Manifold-Aware Diffusion-Augmented Contrastive Learning for Noise-Robust Biosignal Representation
Rami Zewail
TL;DR
Physiological time-series data suffer from limited annotations and class imbalance. This work introduces Diffusion-Augmented Contrastive Learning (DACL), which uses forward diffusion-based augmentation within a context-aware Scattering Transformer latent space to learn noise-robust, discriminative biosignal representations. DACL achieves a 0.9741 AUROC on PhysioNet 2017 ECG AF detection, rivaling supervised state-of-the-art while enabling single-pass inference and efficient online augmentation. The study demonstrates that early-stage diffusion acts as a local manifold explorer, providing precise, manifold-consistent perturbations that improve both robustness and efficiency for real-time clinical monitoring.
Abstract
Learning robust representations for physiological time-series signals continues to pose a substantial challenge in developing efficient few-shot learning applications. This difficulty is largely due to the complex pathological variations in biosignals. In this context, this paper introduces a manifold-aware Diffusion-Augmented Contrastive Learning (DACL) framework, which efficiently leverages the generative structure of latent diffusion models with the discriminative power of supervised contrastive learning. The proposed framework operates within a contextualized scattering latent space derived from Scattering Transformer (ST) features.

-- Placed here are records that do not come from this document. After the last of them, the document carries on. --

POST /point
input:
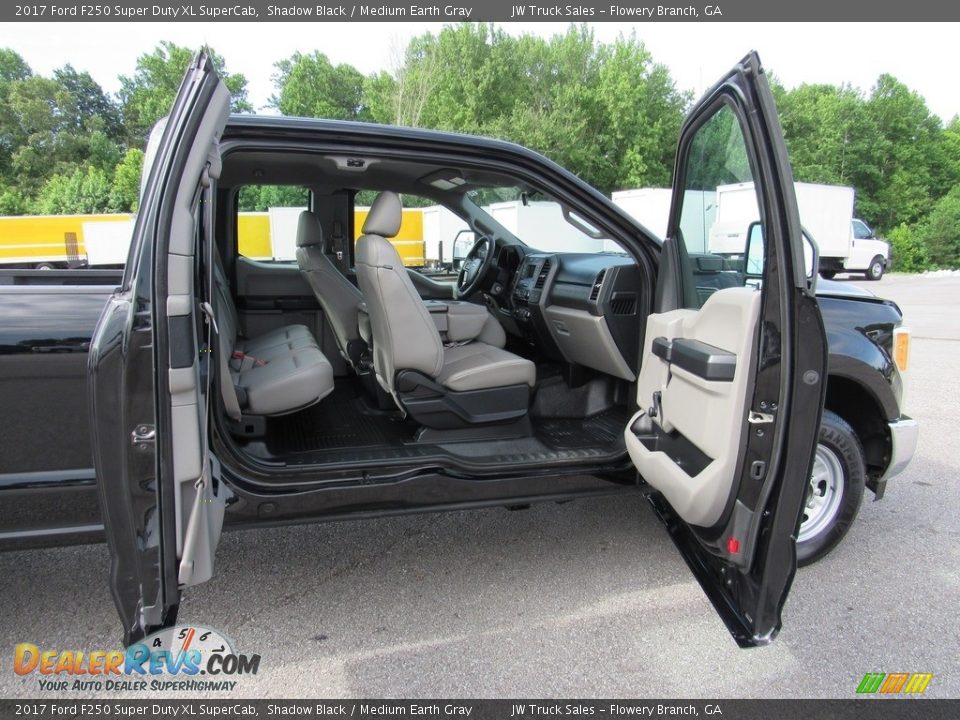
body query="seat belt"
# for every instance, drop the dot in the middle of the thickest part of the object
(227, 390)
(197, 535)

Within a contrastive learning framework, we employ a forward diffusion process in the scattering latent space as a structured manifold-aware feature augmentation technique. We assessed the proposed framework using the PhysioNet 2017 ECG benchmark dataset. The proposed method achieved a competitive AUROC of 0.9741 in the task of detecting atrial fibrillation from a single-lead ECG signal. The proposed framework achieved performance on par with relevant state-of-the-art related works. In-depth evaluation findings suggest that early-stage diffusion serves as an ideal "local manifold explorer," producing embeddings with greater precision than typical augmentation methods while preserving inference efficiency.